While that doesn't mean a September rate cut is a lock, she said, "I would lean to thinking that every meeting going forward is a live meeting to think about these policy adjustments."
The two quarter-point interest-rate cuts that Fed policymakers back in June penciled in for this year still "look to be an appropriate amount of recalibration, and less important is, does it happen in September and December than does it happen at all...there's all kinds of permutations to get those two cuts."
Daly said there is still plenty of data including a couple of labor market and inflation reports due out before the Fed's policy-setting meeting, in September, and she's keeping an open mind.
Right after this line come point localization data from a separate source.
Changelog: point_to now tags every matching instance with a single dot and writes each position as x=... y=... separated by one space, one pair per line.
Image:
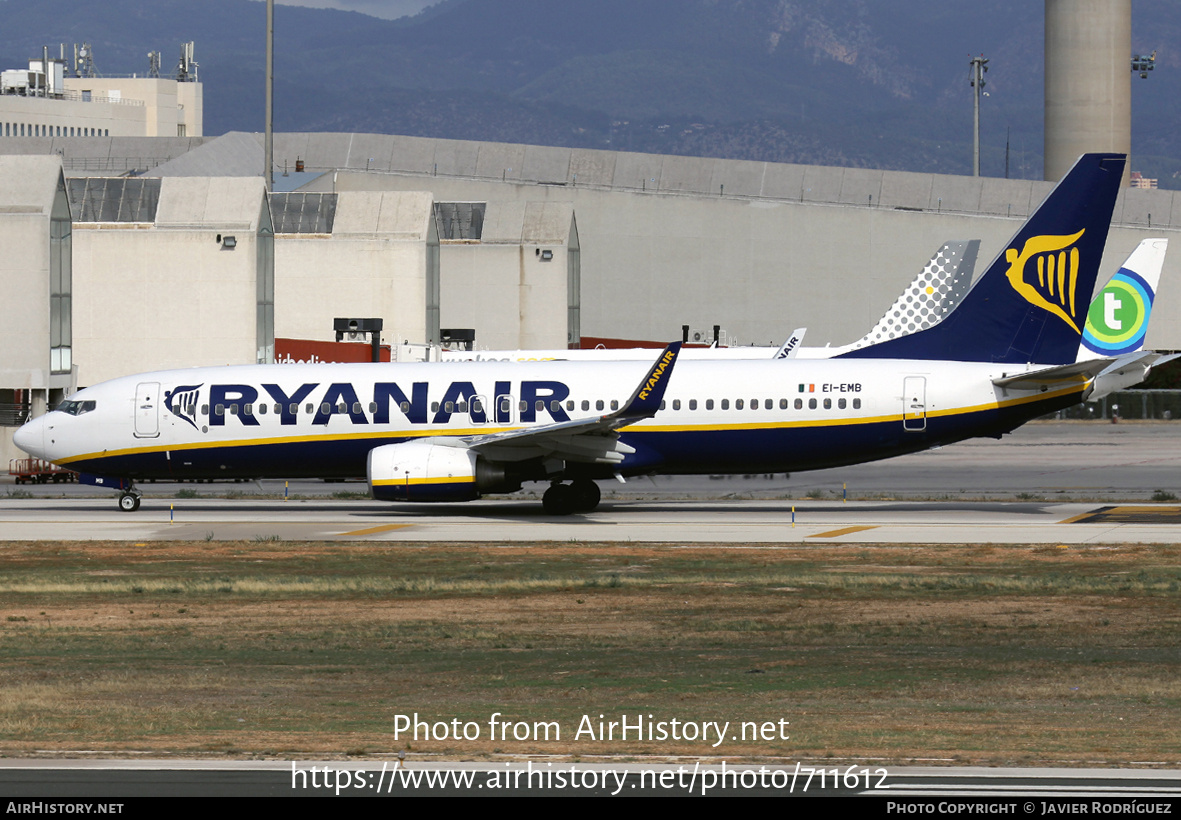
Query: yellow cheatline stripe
x=633 y=428
x=836 y=533
x=374 y=531
x=448 y=480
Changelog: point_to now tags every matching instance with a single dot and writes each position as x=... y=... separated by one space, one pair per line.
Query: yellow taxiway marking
x=383 y=528
x=1129 y=514
x=846 y=531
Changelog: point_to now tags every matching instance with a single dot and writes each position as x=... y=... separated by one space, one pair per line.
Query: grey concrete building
x=36 y=292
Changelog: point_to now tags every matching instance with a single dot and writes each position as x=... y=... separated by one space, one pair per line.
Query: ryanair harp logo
x=1045 y=274
x=182 y=402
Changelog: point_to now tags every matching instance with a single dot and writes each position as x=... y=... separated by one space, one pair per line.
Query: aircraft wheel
x=129 y=502
x=559 y=500
x=586 y=495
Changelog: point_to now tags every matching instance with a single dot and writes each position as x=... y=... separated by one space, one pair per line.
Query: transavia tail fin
x=1031 y=303
x=1117 y=319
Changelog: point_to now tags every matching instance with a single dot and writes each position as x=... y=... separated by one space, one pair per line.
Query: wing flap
x=594 y=440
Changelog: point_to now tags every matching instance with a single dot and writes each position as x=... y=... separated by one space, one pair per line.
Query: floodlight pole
x=979 y=66
x=269 y=148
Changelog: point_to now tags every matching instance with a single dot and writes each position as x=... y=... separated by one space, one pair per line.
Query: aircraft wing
x=584 y=440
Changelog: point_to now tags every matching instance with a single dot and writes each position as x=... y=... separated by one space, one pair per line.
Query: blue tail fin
x=1031 y=303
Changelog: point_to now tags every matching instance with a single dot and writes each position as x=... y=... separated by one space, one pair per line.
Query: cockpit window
x=74 y=408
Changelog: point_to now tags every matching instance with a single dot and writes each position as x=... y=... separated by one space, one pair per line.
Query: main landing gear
x=579 y=496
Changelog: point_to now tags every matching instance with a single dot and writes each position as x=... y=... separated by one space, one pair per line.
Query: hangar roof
x=240 y=153
x=405 y=215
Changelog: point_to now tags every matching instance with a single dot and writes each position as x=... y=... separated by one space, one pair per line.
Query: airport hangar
x=128 y=254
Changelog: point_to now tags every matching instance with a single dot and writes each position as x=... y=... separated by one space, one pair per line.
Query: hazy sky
x=386 y=8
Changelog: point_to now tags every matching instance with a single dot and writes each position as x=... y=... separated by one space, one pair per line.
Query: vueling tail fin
x=1031 y=303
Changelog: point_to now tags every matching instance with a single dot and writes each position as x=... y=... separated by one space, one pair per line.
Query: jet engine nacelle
x=430 y=470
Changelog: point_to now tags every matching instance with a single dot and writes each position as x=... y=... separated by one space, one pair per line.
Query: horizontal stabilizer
x=1106 y=375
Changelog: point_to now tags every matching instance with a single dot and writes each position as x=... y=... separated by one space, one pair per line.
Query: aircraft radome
x=454 y=431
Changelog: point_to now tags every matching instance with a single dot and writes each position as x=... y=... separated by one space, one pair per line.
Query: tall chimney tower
x=1088 y=80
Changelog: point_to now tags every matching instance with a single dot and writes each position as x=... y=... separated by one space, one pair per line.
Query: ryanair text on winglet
x=657 y=373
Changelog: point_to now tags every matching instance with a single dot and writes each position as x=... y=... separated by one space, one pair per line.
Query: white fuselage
x=289 y=421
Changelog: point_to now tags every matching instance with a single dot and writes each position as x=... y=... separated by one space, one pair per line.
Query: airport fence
x=1133 y=404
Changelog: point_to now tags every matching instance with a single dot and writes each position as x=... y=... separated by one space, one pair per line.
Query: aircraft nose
x=31 y=437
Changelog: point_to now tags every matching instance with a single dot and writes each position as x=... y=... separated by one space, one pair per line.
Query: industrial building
x=50 y=99
x=158 y=247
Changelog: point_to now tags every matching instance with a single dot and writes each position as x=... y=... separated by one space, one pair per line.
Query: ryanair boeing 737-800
x=454 y=431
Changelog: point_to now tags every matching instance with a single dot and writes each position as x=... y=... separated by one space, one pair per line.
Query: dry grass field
x=985 y=655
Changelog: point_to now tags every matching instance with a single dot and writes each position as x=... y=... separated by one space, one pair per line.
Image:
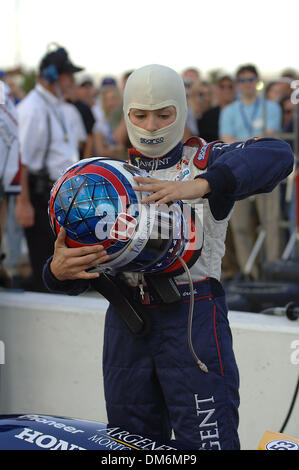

"We of course could do fewer than two (rate cuts) if inflation picks up and spills over or if the labor market springs back," Daly said. But "I think the more likely thing is that we might have to do more than two...we also should be prepared in my judgment to do more if the labor market looks to be entering that period of weakness and we still haven't seen spillovers to inflation."
A Labor Department report Friday showed U.S. employers added just 73,000 jobs last month, and massive revisions to previously reported data showed only 33,000 jobs were added in the two prior months.
Those figures, to Daly's mind, don't mean the job market is precariously weak - in times of economic flux, she said, raw employment numbers are often less informative than ratios like the unemployment rate, which ticked up just a tenth of a percentage point in July to 4.2%.
Still, she said, looking at a broad dashboard of labor-market measures, there is "evidence after piece of evidence" that the labor market is softening quite a bit compared to last year. "I would see further softening as an unwelcome result," she said. "I'm comfortable with the decision we made in July, but I am increasingly less comfortable with making that decision again and again."
At the same time, she said, there's no evidence that tariff-driven price increases are seeping more broadly into inflation, and if the Fed waits long enough to be certain it won't -- a process that could take six months or a year, she said - the Fed will "for sure" be too late to move.
The Fed is approaching a "tradeoff space where you are trying to make a judgment about where does policy need to be to continue to put downward pressure on inflation, and where does it need to be to continue to make sure that sustainable employment can be achieved," she said. "That's why I didn't think that July was a necessary change, but I do think, increasingly, policy is not aligned."